By changing the speed limit on the Garden State Parkway and other NJ highways people will agree to travel further for a job which will lower unemployment rates.

As hundreds sign it they're adding more reasons of their own.

"We're speeding either way so you might as well make it legal."

"The faster you go the less accidents happen."

"I feel it will ease the traffic flow."

"Roads are wide and safe and it can easy [sic] take another 10 mph. Pure logic."

Let me take those in order.

Just because people are already doing something doesn't necessarily mean it should be made legal. People are already driving through stop signs, already walking into traffic without looking, etc..

Yes, there can be some truth to the idea that the faster you go the fewer accidents happen. That's because it can bring about less disparity in the range of speeds on the highway and less lane changing trying to get around slower drivers. I think it could no doubt ease the traffic flow, except when there is a fatal accident. Fatal accidents take far longer to reopen a road because of the more intense investigation, and the faster speed at which one crashes the more likely the crash is to be fatal.

The roads are wide and safe is a matter of location. There are stretches of the GSP where this is certainly true and others where it is less so. One example, the lanes between exit 135 and the Turnpike entrance are much more narrow than in other spots.
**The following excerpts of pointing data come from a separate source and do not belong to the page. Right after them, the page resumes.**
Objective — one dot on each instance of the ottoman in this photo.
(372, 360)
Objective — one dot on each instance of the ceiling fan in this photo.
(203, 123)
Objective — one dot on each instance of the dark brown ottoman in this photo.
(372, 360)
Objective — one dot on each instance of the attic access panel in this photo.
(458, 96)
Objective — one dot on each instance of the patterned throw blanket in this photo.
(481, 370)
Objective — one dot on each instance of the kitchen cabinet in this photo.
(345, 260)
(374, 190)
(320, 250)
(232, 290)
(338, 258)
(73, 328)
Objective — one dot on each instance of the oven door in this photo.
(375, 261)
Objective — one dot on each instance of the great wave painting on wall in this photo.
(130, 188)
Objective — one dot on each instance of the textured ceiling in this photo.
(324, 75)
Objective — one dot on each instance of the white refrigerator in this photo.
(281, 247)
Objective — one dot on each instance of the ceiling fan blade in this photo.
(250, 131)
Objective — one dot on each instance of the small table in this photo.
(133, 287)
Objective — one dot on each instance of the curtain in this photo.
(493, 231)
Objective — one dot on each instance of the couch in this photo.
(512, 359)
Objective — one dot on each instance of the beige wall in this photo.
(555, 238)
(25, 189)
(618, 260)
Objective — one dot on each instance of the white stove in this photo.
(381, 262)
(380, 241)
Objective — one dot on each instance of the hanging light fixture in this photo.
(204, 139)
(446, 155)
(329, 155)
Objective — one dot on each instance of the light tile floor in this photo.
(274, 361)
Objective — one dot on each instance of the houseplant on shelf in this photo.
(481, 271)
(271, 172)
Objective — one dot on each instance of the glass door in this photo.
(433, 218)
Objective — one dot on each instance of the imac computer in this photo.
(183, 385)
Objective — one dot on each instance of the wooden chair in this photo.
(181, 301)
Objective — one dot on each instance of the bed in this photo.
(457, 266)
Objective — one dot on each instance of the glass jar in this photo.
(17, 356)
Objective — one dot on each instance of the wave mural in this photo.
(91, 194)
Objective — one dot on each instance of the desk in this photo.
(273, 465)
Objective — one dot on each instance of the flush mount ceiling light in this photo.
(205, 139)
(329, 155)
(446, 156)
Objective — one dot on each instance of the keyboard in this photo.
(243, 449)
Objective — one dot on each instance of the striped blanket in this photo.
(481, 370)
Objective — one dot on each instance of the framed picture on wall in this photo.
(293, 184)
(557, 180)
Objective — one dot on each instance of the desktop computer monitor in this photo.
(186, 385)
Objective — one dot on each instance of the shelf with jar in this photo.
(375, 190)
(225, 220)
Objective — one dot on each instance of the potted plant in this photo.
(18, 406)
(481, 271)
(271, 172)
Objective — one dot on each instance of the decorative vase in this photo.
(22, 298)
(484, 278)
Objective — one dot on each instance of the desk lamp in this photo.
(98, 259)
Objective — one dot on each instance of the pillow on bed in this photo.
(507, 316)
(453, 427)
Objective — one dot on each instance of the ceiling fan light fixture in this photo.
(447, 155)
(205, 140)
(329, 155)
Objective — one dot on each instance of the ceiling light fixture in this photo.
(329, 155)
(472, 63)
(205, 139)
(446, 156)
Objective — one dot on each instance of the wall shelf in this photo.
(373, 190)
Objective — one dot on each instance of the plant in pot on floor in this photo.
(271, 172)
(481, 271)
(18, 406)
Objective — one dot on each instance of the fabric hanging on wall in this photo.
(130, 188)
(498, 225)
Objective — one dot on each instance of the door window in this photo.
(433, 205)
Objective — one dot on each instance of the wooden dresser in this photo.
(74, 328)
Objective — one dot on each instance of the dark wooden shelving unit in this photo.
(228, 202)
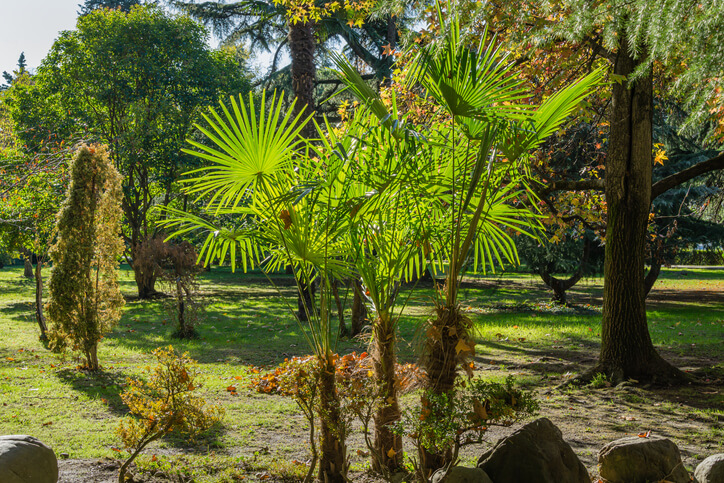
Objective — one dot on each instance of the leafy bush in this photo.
(444, 423)
(359, 392)
(166, 402)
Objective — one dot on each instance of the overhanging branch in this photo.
(580, 185)
(711, 164)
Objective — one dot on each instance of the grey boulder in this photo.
(461, 474)
(711, 470)
(640, 460)
(24, 459)
(536, 453)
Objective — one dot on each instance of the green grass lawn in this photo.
(248, 323)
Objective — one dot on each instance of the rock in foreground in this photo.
(536, 453)
(640, 460)
(24, 459)
(461, 474)
(711, 470)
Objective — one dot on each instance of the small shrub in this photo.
(359, 393)
(444, 423)
(166, 402)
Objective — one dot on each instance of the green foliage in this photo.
(85, 301)
(134, 81)
(166, 402)
(360, 394)
(444, 423)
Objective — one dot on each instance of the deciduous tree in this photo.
(85, 300)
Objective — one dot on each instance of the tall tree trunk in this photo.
(144, 267)
(39, 316)
(28, 269)
(304, 73)
(388, 445)
(333, 461)
(626, 347)
(92, 356)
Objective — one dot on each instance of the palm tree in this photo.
(480, 159)
(284, 195)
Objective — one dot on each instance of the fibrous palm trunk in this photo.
(333, 460)
(387, 444)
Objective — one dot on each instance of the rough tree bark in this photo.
(304, 73)
(39, 316)
(626, 347)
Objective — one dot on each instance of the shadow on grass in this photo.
(105, 385)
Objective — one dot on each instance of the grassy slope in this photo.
(248, 323)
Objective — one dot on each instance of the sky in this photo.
(31, 26)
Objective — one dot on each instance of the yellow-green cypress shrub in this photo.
(85, 301)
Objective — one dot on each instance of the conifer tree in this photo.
(85, 301)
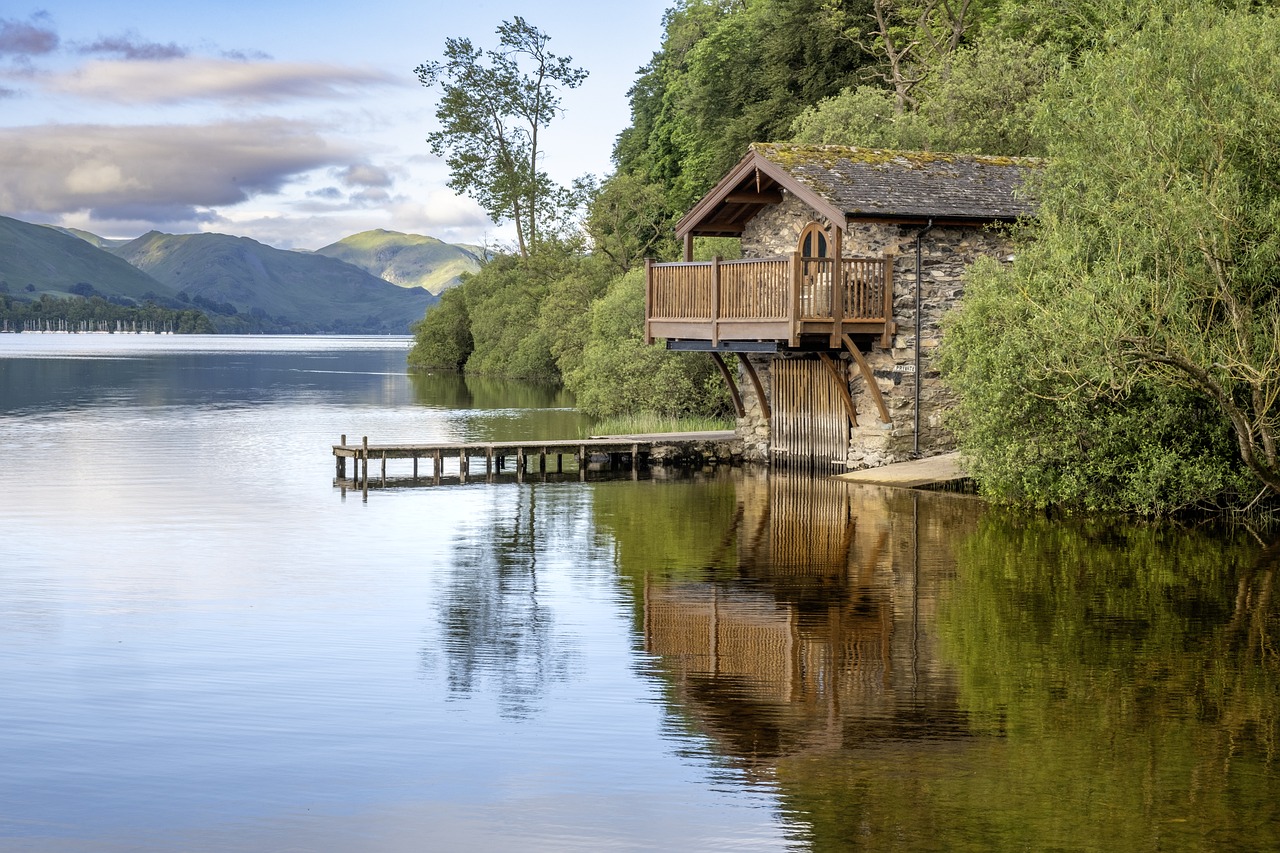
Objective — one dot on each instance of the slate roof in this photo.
(908, 183)
(869, 183)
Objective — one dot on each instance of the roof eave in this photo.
(688, 226)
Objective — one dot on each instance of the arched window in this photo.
(813, 241)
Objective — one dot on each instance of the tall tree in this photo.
(493, 106)
(1151, 273)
I'm one of the few people who feels raising the speed limit is not a sound idea. Traffic deaths have already increased in New Jersey in recent years. While I won't blame that on speeding, the point is any crash caused by whatever reason is more likely to become fatal the faster you go. People argued when we went to 65 from 55 that people were already doing 65 and therefore wouldn't go higher and the speed limits wouldn't be abused. If that were true, then why are we now making the argument everyone is going 75 and if the speed limit were raised to 75 people won't go higher and the speed limits won't be abused?